British author and TV presenter (born 1956)

Kjartan Poskitt (born 15 May 1956 in York) is an English writer and TV presenter who is best known for writing the Murderous Maths children's series of books.

== Early life and education ==
Poskitt was born in York, England, grew up in Selby, Yorkshire. He was educated at the Selby Abbey School, Terrington Hall, North Yorkshire, and Bootham School, York, before studying engineering at Collingwood College, Durham University.

He is married with four daughters.

== Career ==
Poskitt was a member of a comedy group while at Durham University, and toured with it to the US in 1979, playing the piano and singing, performing skits and doing a ventriloquist act with a dummy which wouldn't speak. He participated in the National Student Drama Festival from 1976-1980, and also performed solo at the Edinburgh Fringe Festival from 1979 to 1981. He was a member of the pop group Candlewick Green in the early 1980s.

He has written and directed a number of pantomimes performed by the National Student Theatre Company, including Jack and the Beanstalk (1979), The Sleeping Beauty (1980), Cinderella (1981), Jack and the Beanstalk (1983), as well as a nativity play, The Road to Bethlehem (1980), and a "musical ghost pantomime", Sammy's Magic Garden (1985). His published shows include the historical musical plays Henry The Tudor Dude (1995), Fawkes the Quiet Guy (1998) and Nell's Belles (2002).

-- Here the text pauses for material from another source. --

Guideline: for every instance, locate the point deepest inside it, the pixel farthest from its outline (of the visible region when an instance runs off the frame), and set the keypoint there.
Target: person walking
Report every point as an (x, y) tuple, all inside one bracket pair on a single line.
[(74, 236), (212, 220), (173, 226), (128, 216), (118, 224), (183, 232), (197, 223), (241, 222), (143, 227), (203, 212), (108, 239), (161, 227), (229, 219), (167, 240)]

Early children's television appearances included Swap Shop during its Edinburgh Festival broadcasts, and ITV Yorkshire's Behind the Bike Sheds.

== Writing ==
In addition to his science and maths books, which include books on Isaac Newton (Dead Famous: Isaac Newton and his Apple), and various galaxy puzzles, practical jokes and secret codes, Poskitt has written a book of magical tricks (Magic Tricks with Underpants, Scholastic 2004), a GCSE Maths support book and four Rosie and Jim annuals. In 2007, Poskitt published the first in a series of children's novels called Urgum the Axeman. Since then he has written the "Borgon the Axeboy" series and the award winning "Agatha Parrot" series. In 2019 he wrote a picture book "The Runaway Pea" which won several awards and was chosen by Book Trust to be distrubuted to 750,000 school starters in the UK.

He also wrote the theme tune for the children's art program SMart, as well as the title theme and music for the first two series of Brum. He is also the creator of a logic puzzle, Kjarposko.

He has been a presenter for a number of (mostly BBC) educational children's TV shows.